Di aneddoti così un'intervista con Maida Mercuri è piena. Sommelier, ostessa e ristoratrice, "Nostra signora dei Navigli" (come la chiamano nel quartiere) ne ha di storie da raccontare. Da oltre 30 anni è un punto di riferimento nella ristorazione - e nella vita notturna - milanese: c'è lei dietro a due realtà di successo come Pont de Ferr e Rebelot.
Fine Dining Lovers le ha fatto qualche domanda, partendo proprio da quegli inizi su una spiaggia sarda,
E dopo la Sardegna?
Sono andata a lavorare a Vulcano, nel locale di Augusto Martelli, e poi sono tornata a Milano. Prima di partire lavoravo in una compagnia di assicurazioni, ma da quel momento mi sono detta: mai più in un ufficio. E infatti sono finita alla Taverna dei Sette Peccati, un locale multifunzionale ante litteram: c'era perfino la cartomante.
L'interesse verso il cibo c'è sempre stato?
Sì. Mio padre vendeva tartufi, e fin da piccola ho avuto una curiosità verso la cucina e i suoi prodotti. Per me anche un prosciutto deve avere un senso: non ho bisogno di mangiare per mangiare. Stesso discorso con il vino.
Il vino, appunto. Quando vi siete incontrati?
Avevo 18 anni: ho bevuto un intero bottiglione di Chianti e da lì non sono più riuscita a stargli lontana. Lo tratto con rispetto e amore, per me non è necessità ma puro piacere: al Central di Virgilio Martinez ho pasteggiato a succhi di frutta, in Indonesia non ho toccato alcol per un mese. Non ho bisogno della confusione e dello stordimento che provoca, l'alterazione alcolica può essere una conseguenza, ma non la cerco mai consapevolmente.
Anni da sommelier e addetta al ricevimento, poi l'inizio dell'avventura con Al Pont de Ferr, nel 1986.
Era una Milano allegra e spensierata, come in parte sta tornando ad essere. Allora la vita era più semplificata, c'erano meno doveri e più spazio per i rapporti umani. Alle quattro di mattina che potevo permettermi un ultimo bicchiere della staffa, perché non dovevo andare in banca poche ore dopo.
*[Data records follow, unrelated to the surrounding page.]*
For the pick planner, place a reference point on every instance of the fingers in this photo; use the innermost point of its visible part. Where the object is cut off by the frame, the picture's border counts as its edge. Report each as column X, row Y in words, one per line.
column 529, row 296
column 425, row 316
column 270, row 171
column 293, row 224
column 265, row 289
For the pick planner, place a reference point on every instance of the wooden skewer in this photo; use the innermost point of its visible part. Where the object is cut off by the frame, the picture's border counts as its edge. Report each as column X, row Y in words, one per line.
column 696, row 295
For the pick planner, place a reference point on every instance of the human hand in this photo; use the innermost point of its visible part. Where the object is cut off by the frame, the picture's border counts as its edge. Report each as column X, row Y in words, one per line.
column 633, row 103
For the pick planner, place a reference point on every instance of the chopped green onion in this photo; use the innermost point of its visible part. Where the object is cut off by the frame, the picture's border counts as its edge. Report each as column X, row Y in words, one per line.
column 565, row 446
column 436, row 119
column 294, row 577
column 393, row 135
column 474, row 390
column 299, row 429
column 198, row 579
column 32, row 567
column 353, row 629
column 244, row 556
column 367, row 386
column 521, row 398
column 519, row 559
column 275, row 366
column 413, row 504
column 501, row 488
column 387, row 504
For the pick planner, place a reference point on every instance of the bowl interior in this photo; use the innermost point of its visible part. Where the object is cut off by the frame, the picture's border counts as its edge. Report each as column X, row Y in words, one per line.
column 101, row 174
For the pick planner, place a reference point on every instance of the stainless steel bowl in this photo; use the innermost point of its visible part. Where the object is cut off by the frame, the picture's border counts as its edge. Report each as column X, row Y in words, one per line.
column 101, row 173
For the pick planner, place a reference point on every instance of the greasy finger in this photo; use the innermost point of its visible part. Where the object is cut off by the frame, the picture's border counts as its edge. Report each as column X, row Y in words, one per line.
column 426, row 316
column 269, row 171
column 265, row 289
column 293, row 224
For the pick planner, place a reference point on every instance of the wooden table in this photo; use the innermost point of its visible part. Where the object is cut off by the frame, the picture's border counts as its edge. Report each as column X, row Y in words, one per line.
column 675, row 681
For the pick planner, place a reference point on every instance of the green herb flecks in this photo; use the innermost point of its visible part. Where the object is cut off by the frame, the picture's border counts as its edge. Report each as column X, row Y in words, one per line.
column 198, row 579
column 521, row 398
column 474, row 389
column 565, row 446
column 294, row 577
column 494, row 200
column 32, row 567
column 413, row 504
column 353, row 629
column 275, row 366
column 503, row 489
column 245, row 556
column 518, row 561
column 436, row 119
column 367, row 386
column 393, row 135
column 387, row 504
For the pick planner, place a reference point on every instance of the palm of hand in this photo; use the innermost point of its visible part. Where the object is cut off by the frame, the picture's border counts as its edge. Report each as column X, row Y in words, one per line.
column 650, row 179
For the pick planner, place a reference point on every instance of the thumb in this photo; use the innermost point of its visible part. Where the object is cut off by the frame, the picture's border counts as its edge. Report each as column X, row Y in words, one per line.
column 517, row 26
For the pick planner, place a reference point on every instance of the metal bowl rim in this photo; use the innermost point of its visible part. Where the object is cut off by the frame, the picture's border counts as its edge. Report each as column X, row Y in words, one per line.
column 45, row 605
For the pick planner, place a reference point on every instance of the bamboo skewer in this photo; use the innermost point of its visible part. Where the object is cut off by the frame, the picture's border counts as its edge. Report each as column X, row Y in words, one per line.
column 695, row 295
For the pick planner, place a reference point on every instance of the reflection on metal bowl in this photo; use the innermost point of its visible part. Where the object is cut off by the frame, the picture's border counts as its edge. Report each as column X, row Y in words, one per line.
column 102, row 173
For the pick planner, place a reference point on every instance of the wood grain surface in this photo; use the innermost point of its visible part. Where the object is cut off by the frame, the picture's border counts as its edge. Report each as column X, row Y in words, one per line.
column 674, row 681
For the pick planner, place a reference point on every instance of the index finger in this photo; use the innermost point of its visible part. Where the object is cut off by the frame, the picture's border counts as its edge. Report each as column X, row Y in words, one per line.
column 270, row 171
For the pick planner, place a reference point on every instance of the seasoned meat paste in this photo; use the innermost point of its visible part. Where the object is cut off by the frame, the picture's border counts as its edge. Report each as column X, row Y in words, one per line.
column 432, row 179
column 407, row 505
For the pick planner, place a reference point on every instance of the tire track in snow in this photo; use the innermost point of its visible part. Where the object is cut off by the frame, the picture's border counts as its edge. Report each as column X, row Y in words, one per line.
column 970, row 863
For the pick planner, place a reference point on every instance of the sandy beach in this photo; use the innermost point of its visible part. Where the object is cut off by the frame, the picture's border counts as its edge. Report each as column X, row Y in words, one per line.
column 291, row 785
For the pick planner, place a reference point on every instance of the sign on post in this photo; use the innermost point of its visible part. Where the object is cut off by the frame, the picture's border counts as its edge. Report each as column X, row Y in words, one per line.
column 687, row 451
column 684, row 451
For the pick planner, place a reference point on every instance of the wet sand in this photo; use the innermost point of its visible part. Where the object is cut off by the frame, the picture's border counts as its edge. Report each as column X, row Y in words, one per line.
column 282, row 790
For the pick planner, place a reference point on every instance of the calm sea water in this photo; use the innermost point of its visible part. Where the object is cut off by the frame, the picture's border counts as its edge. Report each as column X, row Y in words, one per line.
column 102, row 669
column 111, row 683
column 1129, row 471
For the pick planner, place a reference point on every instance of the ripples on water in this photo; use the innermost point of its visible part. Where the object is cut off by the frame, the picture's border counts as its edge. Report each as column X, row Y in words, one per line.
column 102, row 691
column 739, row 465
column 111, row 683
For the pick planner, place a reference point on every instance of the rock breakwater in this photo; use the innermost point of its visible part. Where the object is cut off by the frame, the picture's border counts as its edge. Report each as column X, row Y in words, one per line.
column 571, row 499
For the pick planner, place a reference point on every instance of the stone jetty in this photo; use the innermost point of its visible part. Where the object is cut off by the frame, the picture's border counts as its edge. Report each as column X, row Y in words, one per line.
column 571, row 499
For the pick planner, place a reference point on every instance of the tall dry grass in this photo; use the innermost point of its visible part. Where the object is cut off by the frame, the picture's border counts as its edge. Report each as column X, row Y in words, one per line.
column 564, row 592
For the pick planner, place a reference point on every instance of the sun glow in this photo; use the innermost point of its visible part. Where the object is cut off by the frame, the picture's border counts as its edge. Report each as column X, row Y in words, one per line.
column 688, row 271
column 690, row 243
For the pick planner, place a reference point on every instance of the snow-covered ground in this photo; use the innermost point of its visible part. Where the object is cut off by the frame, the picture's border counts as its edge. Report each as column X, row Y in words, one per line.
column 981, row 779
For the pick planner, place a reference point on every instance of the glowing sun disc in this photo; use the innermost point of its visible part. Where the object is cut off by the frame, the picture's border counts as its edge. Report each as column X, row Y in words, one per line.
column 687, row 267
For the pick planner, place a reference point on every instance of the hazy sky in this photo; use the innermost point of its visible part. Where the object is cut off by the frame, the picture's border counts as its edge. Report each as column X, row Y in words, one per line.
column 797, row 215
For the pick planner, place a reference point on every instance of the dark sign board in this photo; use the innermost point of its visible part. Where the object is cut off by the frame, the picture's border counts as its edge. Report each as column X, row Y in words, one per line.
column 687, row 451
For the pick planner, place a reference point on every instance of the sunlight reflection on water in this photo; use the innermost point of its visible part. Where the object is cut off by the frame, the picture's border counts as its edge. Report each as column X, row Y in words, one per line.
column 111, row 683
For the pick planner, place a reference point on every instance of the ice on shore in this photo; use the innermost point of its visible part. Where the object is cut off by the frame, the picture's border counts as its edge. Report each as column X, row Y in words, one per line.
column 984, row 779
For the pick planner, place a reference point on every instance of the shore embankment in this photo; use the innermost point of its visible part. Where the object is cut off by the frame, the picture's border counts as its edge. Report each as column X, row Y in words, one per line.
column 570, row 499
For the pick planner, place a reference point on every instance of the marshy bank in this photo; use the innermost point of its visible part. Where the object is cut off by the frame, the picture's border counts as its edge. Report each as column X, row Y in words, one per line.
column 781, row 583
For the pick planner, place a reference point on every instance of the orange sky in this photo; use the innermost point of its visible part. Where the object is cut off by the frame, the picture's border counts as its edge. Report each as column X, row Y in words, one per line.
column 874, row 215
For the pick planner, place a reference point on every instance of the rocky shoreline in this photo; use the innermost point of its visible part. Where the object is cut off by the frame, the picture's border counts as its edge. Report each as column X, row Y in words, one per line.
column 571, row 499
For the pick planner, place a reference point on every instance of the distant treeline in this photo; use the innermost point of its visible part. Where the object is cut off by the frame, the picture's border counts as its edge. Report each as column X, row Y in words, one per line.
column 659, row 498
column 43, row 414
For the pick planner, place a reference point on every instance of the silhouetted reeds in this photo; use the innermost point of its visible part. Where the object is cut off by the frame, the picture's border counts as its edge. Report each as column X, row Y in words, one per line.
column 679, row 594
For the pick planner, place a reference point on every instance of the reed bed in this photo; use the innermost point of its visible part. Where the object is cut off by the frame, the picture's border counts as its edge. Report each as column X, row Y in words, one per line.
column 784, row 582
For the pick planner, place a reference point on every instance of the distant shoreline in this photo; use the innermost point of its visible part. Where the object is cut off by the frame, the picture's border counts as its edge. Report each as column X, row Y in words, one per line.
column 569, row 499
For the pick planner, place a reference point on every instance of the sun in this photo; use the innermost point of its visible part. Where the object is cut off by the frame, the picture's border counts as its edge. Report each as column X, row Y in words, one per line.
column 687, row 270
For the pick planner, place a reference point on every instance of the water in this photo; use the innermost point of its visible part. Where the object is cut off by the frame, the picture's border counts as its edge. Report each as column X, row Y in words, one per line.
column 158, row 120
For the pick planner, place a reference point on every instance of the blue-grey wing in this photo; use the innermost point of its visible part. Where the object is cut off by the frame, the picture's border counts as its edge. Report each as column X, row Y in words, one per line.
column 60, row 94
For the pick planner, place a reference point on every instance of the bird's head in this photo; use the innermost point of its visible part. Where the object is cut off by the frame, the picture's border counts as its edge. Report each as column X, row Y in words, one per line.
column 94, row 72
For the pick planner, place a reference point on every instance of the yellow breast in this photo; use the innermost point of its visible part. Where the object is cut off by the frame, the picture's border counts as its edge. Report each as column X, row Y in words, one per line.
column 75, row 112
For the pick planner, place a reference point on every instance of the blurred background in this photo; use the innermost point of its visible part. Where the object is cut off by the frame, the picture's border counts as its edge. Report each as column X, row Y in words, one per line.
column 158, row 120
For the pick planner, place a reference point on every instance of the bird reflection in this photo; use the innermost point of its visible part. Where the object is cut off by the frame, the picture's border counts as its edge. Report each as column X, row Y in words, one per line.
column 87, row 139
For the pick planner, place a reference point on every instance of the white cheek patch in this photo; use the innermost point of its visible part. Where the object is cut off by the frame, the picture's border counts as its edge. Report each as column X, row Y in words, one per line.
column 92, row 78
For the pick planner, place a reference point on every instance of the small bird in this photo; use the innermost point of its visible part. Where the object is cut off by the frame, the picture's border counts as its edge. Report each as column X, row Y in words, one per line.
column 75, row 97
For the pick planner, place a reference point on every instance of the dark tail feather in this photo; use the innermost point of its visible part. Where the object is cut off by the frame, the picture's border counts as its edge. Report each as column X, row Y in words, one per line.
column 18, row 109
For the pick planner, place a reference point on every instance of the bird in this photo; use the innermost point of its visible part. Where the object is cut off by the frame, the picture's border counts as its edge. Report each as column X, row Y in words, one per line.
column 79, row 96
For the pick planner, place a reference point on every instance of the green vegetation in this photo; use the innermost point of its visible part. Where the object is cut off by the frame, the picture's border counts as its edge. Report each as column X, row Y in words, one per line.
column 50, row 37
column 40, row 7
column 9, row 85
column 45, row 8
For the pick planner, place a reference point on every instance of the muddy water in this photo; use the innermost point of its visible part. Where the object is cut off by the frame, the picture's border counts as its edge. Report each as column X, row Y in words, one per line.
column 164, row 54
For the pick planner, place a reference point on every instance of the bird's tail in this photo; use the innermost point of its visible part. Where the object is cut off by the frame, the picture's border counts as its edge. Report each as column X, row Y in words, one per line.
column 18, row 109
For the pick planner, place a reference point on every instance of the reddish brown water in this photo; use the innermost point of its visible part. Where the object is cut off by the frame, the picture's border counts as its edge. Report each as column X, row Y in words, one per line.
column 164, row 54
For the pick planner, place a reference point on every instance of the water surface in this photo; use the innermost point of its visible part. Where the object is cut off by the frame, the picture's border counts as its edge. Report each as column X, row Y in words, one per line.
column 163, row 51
La burocrazia è il problema più difficile: capisco che servano regole, ma è davvero difficile per chi lavora bene come noi.

Da osteria con cucina, com'era inizialmente, a ristorante con una stella Michelin. Com'è successo?
Dal 1992 abbiamo aperto anche a mezzogiorno. Cercavo un secondo, il mio chef uruguayano mi ha suggerito il nome di un connazionale appena arrivato, e così ho conosciuto Matias: all'inizio non conosceva neanche il basilico, ma ho capito presto le sue potenzialità. La stella è arrivata nel 2011, a nostra insaputa. Ero in palestra, esco e trovo 11 chiamate senza risposta: pensavo fosse bruciato il locale. Quando ho sentito Mati al telefono che urlava "È arrivata la stella!" non riuscivo a crederci.
E il Rebelot, invece?
È nato come punto di appoggio di Al Pont de Ferr, un locale da aperitivo e pre-cena, ma è cresciuto grazie a Mauricio a cui abbiamo dato carta bianca. Mi piace lasciare a chi stimo la possibilità di condurre, e manifestare la loro genialità.
Come vede il suo ruolo di "ostessa"?
Come insegno sempre al mio staff, bisogna trasmettere un messaggio, capire cosa vuole il cliente, fare comunicazione. Provo ancora un piacere fisico a fare questo lavoro, continuo a sentire il fuoco che brucia.
Guidare due ristoranti da donna è più facile o più difficile?
Sicuramente noi donne abbiamo un istinto in più, una capacità "da streghette" che non sempre viene apprezzata. Ricordo un episodio del periodo in cui ero sommelier in un hotel: durante un servizio importante lo staff mi ha messo i bicchieri in forno. Che ho fatto? Li ho costretti a bere solo vino della cucina, senza toccare le bottiglie "buone". Dopo un mese si sono arresi e mi hanno chiesto scusa.
Il vino che le ha segnato la vita?
Lo champagne. È quello che mi emoziona di più: ascoltare i produttori, scoprire i terreni, lasciarsi incantare da questa diversità estrema, anche tra vini della stessa annata e dello stesso vigneto. Un vino imprevedibile - proprio come me.